Test yourself: Should you be a writer?
Do you dream of seeing your name printed on top of a magazine or newspaper story? Do you long to pick up a book that you wrote? Does the idea of being a writer thrill you?
If you have these longings, you have plenty of company. And in case you think you're too young to see yourself in print, consider Alexandra Sheedy. In 1975 (at age 13) she wrote a book on Queen Elizabeth I (the book is called "She Was Nice to Mice").
Usually only adults write books, but you can act now to head yourself in the "write" direction. You can pave the way to being a successful writer.
How? If you are like many who hope for a writing career, you aren't sure where to begin -- or whether you should. Your first step should be to see how deep your writing interests lie. Take the following quiz, then study its answers. If you don't yet have the interest and frame of mind for writing, you have lots of time. But now is the time to start. Quiz for would-be writers
Directions: After reading each question, jot down your answer. Be as honest as possible -- you're the only one who needs to see what you write.
1. Do you read a lot?
2. Do you like to write letters?
3. Are you fascinated by new and unusual words?
4. When you find a word you don't know, what do you do?
5. Do you enjoy telling stories to your friends?
6. Do you ask for books as gifts?
7. Have you ever kept a diary or journal?
8. Are you interested in people -- all kinds of people and what makes them tick?
9. Are you curious about many things?
10. Do you daydream?
11. How observant are you?
12. What will you do after you take this quiz? Answers' to quiz
1. The more you read, the more you will be ready to become a writer. Read more than your school assignments. Read to discover the many and varied styles of writing. Learn to know many authors.
2. If you like to write letters, it's a sign that you want to share your thoughts and feelings. This is what writing is all about.
3. If you are attracted to new and unusual words and enjoy using them, your writing will have color and liveliness. Writers who use the same words again and again become dull.
4. If you use the dictionary while you read, you value precision (one dictionary meaning of precision is "exactness"). You want to know exactly what the author means and are not content to settle for less. That's a fine trait in anyone, but for a writer it's a must.
5. And do your friends listen with interest? Often a person who can tell a story can also write one, though the two talents are not always found together.
6. If you love books -- and all writers do -- your love of the written word will help in your writing.

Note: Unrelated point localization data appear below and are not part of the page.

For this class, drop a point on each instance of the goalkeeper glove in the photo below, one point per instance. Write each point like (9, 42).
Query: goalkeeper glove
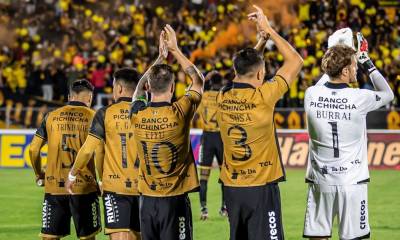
(362, 54)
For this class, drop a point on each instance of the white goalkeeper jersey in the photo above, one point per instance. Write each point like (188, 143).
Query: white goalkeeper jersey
(336, 117)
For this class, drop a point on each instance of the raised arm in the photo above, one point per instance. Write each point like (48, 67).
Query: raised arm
(292, 60)
(379, 82)
(99, 160)
(260, 47)
(189, 68)
(34, 153)
(162, 55)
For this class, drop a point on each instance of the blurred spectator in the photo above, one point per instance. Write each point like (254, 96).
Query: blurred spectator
(90, 39)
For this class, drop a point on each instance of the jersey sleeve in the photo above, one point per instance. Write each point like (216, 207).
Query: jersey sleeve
(273, 90)
(97, 129)
(372, 100)
(188, 104)
(41, 131)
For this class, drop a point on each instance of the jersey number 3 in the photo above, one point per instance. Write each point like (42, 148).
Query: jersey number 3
(242, 143)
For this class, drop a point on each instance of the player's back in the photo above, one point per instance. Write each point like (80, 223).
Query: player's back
(65, 130)
(207, 111)
(162, 132)
(245, 117)
(120, 167)
(336, 117)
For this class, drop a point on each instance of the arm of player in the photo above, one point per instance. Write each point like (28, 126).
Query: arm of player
(260, 47)
(292, 60)
(189, 68)
(82, 159)
(140, 92)
(99, 160)
(36, 161)
(383, 93)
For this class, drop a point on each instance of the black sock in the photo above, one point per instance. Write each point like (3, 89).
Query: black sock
(203, 193)
(223, 196)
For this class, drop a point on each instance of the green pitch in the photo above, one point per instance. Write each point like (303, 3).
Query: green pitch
(20, 207)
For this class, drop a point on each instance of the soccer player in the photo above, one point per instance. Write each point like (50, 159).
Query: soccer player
(252, 166)
(64, 130)
(111, 127)
(211, 142)
(167, 171)
(337, 170)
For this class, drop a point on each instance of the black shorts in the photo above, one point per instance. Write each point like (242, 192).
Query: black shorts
(211, 146)
(121, 213)
(254, 212)
(58, 209)
(166, 218)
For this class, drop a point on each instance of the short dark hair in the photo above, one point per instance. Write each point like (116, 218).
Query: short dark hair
(337, 58)
(214, 83)
(80, 85)
(160, 77)
(246, 61)
(128, 76)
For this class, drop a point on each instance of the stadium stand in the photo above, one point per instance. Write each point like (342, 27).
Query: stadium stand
(48, 43)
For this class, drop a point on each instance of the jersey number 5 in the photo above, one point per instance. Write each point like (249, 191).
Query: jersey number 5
(335, 139)
(65, 148)
(241, 142)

Most writers can't own enough books.
7. If you haven't tried it, begin now. Such writing allows you to examine your thoughts closely and encourages you to express them. It also forces you to write regularly, that is, to become disciplined. A writer must be disciplined, for talent without discipline yields little.
8. People are what stories are all about. Unless you find them interesting, it is hard to write stories that have interest.

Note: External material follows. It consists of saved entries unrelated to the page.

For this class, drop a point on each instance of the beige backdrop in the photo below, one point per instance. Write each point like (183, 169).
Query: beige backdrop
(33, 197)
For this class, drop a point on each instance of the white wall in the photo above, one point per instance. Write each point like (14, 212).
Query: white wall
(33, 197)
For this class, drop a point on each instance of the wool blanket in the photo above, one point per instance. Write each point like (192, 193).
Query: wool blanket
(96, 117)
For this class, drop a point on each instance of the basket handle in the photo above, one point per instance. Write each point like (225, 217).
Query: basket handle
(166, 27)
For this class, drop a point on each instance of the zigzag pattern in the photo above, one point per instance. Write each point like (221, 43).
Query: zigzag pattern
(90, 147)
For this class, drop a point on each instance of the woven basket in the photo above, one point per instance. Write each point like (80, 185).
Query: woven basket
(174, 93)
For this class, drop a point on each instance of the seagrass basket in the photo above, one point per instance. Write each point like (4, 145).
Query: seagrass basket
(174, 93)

9. You must be curious in order to learn a lot, and you must learn a lot before you can write something worthy of reading.
10. Daydreams are a sign that you have an active imagination, and that's what every writer needs. Just don't let your daydreams take over!
11. Writers must be very observant, for they paint "word pictures" for their readers. You can train yourself by noticing what meets your senses daily. How would you explain these things to someone not present? Be specific.
12. If you have nothing specific in mind, you may find that a writing career is not for you. If this quiz makes you feel enthusiastic about being a writer, that's great, and you can begin working on your skill now.